In order to generalize learnt skills to new situations, it is helpful to base learning only on the smallest relevant subset of sensory variables, while ignoring everything else (Canas and Jones, 2010; Jones and Canas, 2010; Bengio et al., 2013; Niv et al., 2015; Leong et al., 2017; Niv, 2019). Symmetry-based representations make such attentional attenuation very easy, since meaningful sensory variables get separated into independent representational subspaces, as was demonstrated in a number of ML papers (Higgins et al., 2017b; Locatello et al., 2020). Following the reasoning described earlier, disentangled representations have also been shown to help with data efficiency when learning new tasks (Locatello et al., 2020; Wulfmeier et al., 2021). Finally, disentangled representations have also been shown to be a useful source of intrinsically motivated transferable skill learning. By learning how to control their own disentangled subspaces (e.g., how to control the position of an object), it has been shown that RL agents with disentangled representations could discover generally useful skills that could be readily re-used for solving new tasks (e.g., how to stack objects) in a more data efficient manner (Achille et al., 2018; Laversanne-Finot et al., 2018; Grimm et al., 2019; Wulfmeier et al., 2021).
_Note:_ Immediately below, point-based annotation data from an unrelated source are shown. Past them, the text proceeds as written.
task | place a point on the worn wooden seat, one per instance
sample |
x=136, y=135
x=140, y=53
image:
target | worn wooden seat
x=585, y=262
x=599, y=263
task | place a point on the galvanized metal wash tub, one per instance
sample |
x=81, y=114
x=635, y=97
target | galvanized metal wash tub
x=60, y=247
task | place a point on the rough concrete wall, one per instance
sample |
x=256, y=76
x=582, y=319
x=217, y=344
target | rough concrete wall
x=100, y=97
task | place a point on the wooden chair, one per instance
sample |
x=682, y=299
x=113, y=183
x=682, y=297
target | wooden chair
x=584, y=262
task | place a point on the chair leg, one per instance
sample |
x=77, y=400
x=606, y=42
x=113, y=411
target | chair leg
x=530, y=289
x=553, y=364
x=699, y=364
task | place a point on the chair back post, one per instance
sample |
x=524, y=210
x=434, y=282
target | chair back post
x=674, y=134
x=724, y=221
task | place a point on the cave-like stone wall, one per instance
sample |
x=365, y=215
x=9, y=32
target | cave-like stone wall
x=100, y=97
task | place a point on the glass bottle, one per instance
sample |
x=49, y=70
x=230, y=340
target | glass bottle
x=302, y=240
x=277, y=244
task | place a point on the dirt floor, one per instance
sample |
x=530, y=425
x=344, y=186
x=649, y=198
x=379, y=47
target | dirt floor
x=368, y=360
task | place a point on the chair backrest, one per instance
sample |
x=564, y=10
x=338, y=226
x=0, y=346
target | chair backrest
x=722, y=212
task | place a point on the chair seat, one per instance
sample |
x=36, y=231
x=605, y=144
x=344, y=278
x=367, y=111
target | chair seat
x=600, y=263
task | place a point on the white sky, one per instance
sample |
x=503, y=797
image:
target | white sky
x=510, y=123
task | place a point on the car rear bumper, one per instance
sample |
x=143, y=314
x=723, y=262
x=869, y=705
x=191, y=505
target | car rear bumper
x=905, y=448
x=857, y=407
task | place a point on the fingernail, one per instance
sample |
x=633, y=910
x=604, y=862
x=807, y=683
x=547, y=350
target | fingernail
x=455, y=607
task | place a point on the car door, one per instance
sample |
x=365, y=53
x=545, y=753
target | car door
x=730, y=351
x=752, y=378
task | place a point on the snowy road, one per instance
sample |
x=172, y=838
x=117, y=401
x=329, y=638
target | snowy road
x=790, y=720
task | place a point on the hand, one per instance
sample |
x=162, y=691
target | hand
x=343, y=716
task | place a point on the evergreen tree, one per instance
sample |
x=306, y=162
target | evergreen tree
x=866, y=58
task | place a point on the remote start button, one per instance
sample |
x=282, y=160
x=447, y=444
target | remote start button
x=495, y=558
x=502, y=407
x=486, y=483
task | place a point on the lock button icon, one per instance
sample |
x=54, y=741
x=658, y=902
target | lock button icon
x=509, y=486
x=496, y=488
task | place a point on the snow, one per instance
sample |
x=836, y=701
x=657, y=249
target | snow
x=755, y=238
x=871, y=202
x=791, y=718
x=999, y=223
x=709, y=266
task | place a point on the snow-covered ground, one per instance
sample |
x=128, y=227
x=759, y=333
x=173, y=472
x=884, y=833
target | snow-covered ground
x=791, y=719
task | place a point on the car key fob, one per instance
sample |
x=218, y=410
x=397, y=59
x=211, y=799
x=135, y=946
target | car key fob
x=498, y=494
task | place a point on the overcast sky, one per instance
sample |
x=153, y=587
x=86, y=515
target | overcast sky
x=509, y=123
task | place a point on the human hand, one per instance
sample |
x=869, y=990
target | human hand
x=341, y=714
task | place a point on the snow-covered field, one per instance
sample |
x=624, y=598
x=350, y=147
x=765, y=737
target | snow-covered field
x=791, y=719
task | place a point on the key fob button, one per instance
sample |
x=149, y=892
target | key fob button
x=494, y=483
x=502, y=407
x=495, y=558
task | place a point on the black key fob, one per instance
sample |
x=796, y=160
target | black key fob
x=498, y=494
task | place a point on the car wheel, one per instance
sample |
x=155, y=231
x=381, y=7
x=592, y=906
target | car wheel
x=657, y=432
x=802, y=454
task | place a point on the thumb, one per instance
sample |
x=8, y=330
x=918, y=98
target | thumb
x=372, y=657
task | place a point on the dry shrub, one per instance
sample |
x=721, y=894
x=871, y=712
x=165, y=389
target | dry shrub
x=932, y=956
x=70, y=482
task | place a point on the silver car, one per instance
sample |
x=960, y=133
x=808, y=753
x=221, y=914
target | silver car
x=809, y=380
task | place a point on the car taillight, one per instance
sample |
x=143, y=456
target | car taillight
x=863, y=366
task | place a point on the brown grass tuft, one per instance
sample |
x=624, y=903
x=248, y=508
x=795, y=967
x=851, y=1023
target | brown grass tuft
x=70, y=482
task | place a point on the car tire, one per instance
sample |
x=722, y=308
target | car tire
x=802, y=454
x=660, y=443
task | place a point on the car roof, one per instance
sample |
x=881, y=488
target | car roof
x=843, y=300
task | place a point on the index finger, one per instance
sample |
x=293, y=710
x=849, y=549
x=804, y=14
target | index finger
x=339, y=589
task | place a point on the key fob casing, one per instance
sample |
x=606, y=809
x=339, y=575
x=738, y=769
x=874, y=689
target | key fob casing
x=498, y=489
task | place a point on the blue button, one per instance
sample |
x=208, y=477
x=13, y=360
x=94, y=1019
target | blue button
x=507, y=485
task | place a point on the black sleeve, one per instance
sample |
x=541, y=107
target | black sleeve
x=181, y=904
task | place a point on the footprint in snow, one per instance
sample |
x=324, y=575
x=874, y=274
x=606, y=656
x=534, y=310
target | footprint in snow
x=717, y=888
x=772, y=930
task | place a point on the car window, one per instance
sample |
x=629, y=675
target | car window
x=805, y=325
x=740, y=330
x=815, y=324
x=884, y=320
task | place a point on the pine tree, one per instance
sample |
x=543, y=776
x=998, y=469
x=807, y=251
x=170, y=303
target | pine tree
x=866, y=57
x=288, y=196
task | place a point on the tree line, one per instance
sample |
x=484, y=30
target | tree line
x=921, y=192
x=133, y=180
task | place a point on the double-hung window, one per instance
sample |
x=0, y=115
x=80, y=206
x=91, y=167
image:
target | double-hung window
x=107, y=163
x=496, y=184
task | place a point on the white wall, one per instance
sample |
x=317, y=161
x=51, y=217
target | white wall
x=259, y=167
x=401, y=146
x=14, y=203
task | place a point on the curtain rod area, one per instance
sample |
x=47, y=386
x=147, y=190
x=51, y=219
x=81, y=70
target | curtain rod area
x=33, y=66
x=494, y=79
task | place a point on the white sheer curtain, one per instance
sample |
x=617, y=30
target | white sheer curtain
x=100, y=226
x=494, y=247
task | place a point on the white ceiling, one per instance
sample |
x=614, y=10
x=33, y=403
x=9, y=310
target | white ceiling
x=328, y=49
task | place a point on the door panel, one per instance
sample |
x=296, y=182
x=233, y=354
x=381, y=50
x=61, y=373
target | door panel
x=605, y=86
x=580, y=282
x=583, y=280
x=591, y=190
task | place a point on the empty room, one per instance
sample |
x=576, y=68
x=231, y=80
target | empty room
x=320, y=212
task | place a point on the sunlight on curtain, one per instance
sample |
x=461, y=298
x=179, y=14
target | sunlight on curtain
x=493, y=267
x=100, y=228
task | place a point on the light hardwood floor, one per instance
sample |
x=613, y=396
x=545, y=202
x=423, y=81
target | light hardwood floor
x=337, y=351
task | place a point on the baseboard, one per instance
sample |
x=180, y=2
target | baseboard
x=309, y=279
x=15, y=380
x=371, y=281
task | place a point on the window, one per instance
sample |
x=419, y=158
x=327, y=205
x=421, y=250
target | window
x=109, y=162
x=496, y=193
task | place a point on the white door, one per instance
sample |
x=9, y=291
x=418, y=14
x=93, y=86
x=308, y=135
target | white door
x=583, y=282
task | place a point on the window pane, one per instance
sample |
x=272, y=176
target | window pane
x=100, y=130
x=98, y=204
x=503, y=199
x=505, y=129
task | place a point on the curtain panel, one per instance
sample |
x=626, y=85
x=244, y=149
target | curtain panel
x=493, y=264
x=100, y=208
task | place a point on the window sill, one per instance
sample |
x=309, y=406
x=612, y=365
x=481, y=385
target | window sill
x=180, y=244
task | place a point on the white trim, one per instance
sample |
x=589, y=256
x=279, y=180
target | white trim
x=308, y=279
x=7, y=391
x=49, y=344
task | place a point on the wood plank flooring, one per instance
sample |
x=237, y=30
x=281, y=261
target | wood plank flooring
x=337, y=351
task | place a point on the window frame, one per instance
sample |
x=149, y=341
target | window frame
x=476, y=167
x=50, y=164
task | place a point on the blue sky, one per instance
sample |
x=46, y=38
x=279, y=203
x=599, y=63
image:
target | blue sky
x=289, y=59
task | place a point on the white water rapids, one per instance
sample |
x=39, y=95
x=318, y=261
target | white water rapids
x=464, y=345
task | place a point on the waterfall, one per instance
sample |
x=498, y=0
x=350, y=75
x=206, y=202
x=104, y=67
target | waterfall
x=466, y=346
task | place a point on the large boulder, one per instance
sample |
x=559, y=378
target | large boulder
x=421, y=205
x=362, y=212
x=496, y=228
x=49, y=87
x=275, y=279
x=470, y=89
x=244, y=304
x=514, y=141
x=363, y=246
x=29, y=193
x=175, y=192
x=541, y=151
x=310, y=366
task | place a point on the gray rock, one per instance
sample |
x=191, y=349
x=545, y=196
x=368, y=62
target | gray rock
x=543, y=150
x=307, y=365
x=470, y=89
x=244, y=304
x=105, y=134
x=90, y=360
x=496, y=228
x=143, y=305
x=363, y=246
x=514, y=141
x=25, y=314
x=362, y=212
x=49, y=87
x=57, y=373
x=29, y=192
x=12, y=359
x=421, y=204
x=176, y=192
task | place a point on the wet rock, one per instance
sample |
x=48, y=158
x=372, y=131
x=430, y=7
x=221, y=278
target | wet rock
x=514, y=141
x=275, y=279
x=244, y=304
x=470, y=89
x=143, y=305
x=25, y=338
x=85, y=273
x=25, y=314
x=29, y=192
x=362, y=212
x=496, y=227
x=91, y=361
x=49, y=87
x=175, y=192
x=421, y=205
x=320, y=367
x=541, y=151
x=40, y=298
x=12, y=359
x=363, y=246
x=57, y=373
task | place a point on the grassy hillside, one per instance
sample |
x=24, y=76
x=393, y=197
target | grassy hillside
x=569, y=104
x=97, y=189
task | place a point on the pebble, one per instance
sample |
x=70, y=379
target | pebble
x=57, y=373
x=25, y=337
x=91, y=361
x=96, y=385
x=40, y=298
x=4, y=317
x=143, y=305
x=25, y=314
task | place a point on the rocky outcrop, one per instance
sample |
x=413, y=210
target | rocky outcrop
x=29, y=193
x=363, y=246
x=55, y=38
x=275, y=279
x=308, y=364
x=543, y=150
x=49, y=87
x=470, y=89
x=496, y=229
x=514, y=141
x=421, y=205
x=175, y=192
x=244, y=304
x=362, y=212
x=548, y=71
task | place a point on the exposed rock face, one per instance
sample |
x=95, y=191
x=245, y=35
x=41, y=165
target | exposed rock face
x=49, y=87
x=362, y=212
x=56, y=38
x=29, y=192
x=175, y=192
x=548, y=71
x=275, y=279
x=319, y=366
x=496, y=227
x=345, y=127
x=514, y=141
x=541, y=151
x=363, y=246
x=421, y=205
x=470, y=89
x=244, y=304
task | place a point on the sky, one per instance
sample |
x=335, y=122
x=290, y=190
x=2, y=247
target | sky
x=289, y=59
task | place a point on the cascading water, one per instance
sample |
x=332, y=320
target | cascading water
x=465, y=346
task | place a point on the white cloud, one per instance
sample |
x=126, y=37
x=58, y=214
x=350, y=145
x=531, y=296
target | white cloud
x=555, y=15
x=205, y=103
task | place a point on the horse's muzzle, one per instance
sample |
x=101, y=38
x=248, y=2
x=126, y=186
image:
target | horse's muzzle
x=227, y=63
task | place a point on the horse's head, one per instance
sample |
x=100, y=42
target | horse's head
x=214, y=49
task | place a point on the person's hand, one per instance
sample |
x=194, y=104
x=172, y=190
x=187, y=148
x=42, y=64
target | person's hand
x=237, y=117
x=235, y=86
4. Symmetries in Neuroscience
Although psychology and cognitive science picked up the mathematical framework of group theory to describe invariances and symmetry in vision a long time ago (Dodwell, 1983), this framework was not broadly adopted and progress in this direction quickly stalled (although see Liao et al., 2013; Leibo et al., 2017). However, circumstantial evidence from work investigating the geometry of neural representations suggests the possibility that the brain may be learning symmetry-based representations. For example, factorized representations of independent attributes, such as orientation and spatial frequency (Hubel and Wiesel, 1959; Mazer et al., 2002; Gáspár et al., 2019) or motion and direction tuning (Grunewald and Skoumbourdis, 2004) have long been known to exist at the start of the ventral visual stream in V1. Going further along the visual hierarchy, Kayaert et al. (2005) demonstrated that many of the primate IT neurons had monotonic tuning to the generative dimensions of toy visual stimuli, such as curvature, tapering or aspect ratio, known to be discriminated independently from each other by humans in psychophysical studies (Arguin and Saumier, 2000; Stankiewicz, 2002; de Beeck et al., 2003). In particular, they found that the firing of each neuron was modulated strongly by its preferred generative attribute but significantly less so by the other generative attributes (Figure 6A).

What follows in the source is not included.